King John Smith and the Marshes.
To the east of here, where the land is flat and marshy, lived a king called King John Smith. He had no daughters; he had no sons. There was no glittering palace with pendant chandeliers that he could call his home. And most tragic of all, KJS (as he was known to the samphire gatherers thereabouts) had no wife. He had always been too preoccupied with his worries.
One day, as the story goes, KJS woke as the sun was waving good morning over the sea. He thought to himself, "This can't go on. I'm getting on in years and I must take myself a wife to bear me a skirt of daughters". Of course, it was easier said than done and KJS stalled his decision-making till 10.37 a.m. until he had eaten a hearty breakfast of freshly caught mackerel. His chin flowed with butter.
When he'd cleared the breakfast away, KJS made a list sitting in his favourite chair looking out over the marshes. "I will walk to the pebble beach and ask the first woman I see to marry me", he declared to the empty room. So he got togged up in warm clothes and sallied forth. The day was blossoming into a fine winter moment. KJS knew the marshes as well as his body and he knew that it would be a time of day when the odd rambler might be strolling through the curlew calls.
It was not long before he noticed a figure plying toward him with a hooded cape that flapped gently in time with her steps. "This will be her", he said, his heart thumping in anticipation. At that moment KJS dropped his eyes to the ground to check his footing. When he raised his eyes the figure had disappeared. He shivered with fear and disappointment. "I thought my moment had come", he told himself. Just then the figure loomed at his shoulder and was past him before he could cough his name or extend his greetings. But KJS had just heard the words "You can marry me, so long as you never see my face", delivered sotto voce from the hooded cape. He turned and the figure was gone again.

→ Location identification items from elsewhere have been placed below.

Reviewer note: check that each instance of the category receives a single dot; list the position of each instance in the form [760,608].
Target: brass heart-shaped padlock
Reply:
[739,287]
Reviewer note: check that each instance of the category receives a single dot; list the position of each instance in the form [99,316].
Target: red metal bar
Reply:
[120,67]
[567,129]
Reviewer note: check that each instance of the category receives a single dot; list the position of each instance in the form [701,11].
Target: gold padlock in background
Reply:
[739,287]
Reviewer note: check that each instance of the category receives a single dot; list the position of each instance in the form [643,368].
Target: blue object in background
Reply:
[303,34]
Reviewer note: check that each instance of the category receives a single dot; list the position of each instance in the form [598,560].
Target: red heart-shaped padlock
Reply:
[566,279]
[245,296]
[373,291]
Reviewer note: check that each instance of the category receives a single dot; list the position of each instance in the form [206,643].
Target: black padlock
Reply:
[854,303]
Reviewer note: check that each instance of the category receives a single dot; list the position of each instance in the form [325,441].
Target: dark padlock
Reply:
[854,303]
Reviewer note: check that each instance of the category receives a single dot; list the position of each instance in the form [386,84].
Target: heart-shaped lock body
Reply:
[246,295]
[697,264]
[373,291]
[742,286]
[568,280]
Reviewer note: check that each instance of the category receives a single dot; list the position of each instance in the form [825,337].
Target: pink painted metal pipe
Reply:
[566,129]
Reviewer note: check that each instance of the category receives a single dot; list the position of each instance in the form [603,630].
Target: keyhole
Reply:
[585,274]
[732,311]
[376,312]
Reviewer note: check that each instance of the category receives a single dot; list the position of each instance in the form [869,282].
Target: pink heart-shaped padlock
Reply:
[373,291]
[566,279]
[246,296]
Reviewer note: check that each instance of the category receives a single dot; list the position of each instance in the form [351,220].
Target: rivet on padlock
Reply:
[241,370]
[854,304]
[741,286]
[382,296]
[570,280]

King John Smith was so overwhelmed by the need to marry, that he overcame his fear and shouted into the winter sun,"Wherever you are, darling lady, please let me marry you and I swear I will never look you in the eye". Immediately, a breath as of a balmy breeze sighing across the samphire whispered in his ear, "We will marry and I will bear you a ballroom of daughters". KJS sobbed with happiness but at the same time felt dreadfully frustrated and made his feelings clear by telling the enigma that there should be an easier way to form a relationship. But she had gone.
King John Smith felt downtrodden and didn't know how to proceed with his plans which had become so complicated. Just then, the cape and hood reappeared, this time right in front of him but facing away. "We will make love when night falls", said a voice to melt aluminium, "until then you must pick a bushel of samphire and meet me in your bedroom an hour after sunset." And so it happened. KJS lost himself in a dream and was not aware of time or the beginning and ending of the consummation.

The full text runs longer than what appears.